The R biotype used in our study was also proven to be resistant to glyphosate. Reduced glyphosate translocation and a point mutation in the 5-enolpyruvylshikimate-3-phosphate synthase (EPSPS) gene, resulting in an amino acid substitution of proline to serine at position 106 (see [11,12] for a full review), were found to be the mechanisms causing glyphosate resistance. It is worth mentioning that reduced glyphosate and paraquat translocation are independent mechanisms, and both mechanisms can exist in the same plant [24]. Including the glyphosate mechanisms, a total of three mechanisms conferring glyphosate and paraquat resistance were displayed by the one R biotype from the Robertson area. Reduced glyphosate and paraquat translocation have been identified as the mechanisms of glyphosate and paraquat resistance in other species [17,26].

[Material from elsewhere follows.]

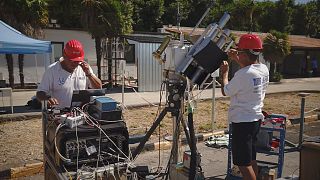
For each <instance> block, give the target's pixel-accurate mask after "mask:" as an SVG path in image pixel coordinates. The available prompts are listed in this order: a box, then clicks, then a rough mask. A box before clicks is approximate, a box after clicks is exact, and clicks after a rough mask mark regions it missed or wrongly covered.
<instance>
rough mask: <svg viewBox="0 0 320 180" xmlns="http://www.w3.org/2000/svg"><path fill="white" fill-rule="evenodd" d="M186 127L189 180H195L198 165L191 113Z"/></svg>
mask: <svg viewBox="0 0 320 180" xmlns="http://www.w3.org/2000/svg"><path fill="white" fill-rule="evenodd" d="M188 126H189V130H190V150H191V160H190V171H189V179H195V176H196V171H197V166H198V164H197V142H196V136H195V133H194V126H193V114H192V113H188Z"/></svg>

Like the R biotype, the majority of the other weed species in the Robertson region have developed glyphosate resistance. This is a worrying trend since it threatens two of the most essential herbicides. Furthermore, there are currently no integrated weed management (IWM) strategies being implemented in the Robertson area. The focus has mostly been on exploring alternative herbicides and herbicide mixtures. Since P. lanceolata is resistant to glyphosate and paraquat, other herbicides such as 2-methyl-4-chlorophenoxyacetic acid (MCPA), carfentrazone-ethyl, glufosinate, diquat and terbuthylazine + S-metolachlor have been applied alone or as a mixture, and all but one (MCPA) provided sufficient P. lanceolata control (see [11,12] for a full review). Although P. lanceolata is present in most fields in the Robertson area, the use of selective herbicides may not be feasible because there are other grasses and broad-leaved weeds such as Lolium spp. (annual ryegrass), Eleusine spp. (goosegrass), Phalaris spp. (canary grass), Avena spp. (wild oats), Conyza spp. (horseweed), Raphanus raphanistrum L. (wild radish), Chenopodium album L. (lambsquarters), and Amaranthus spp. (pigweed) that may not be controlled by the available selective herbicides. Therefore, selective herbicides, mixtures, and alternatives may only delay resistance; for long-term sustainable weed management, IWM strategies are a better option [11,12], and growers in the Robertson area should urgently adopt them.

The first case of reduced paraquat translocation was confirmed in a P. lanceolata R biotype. Paraquat sequestration by the diamine carrier system coupled with reduced paraquat translocation points to paraquat resistance due to vacuolar sequestration.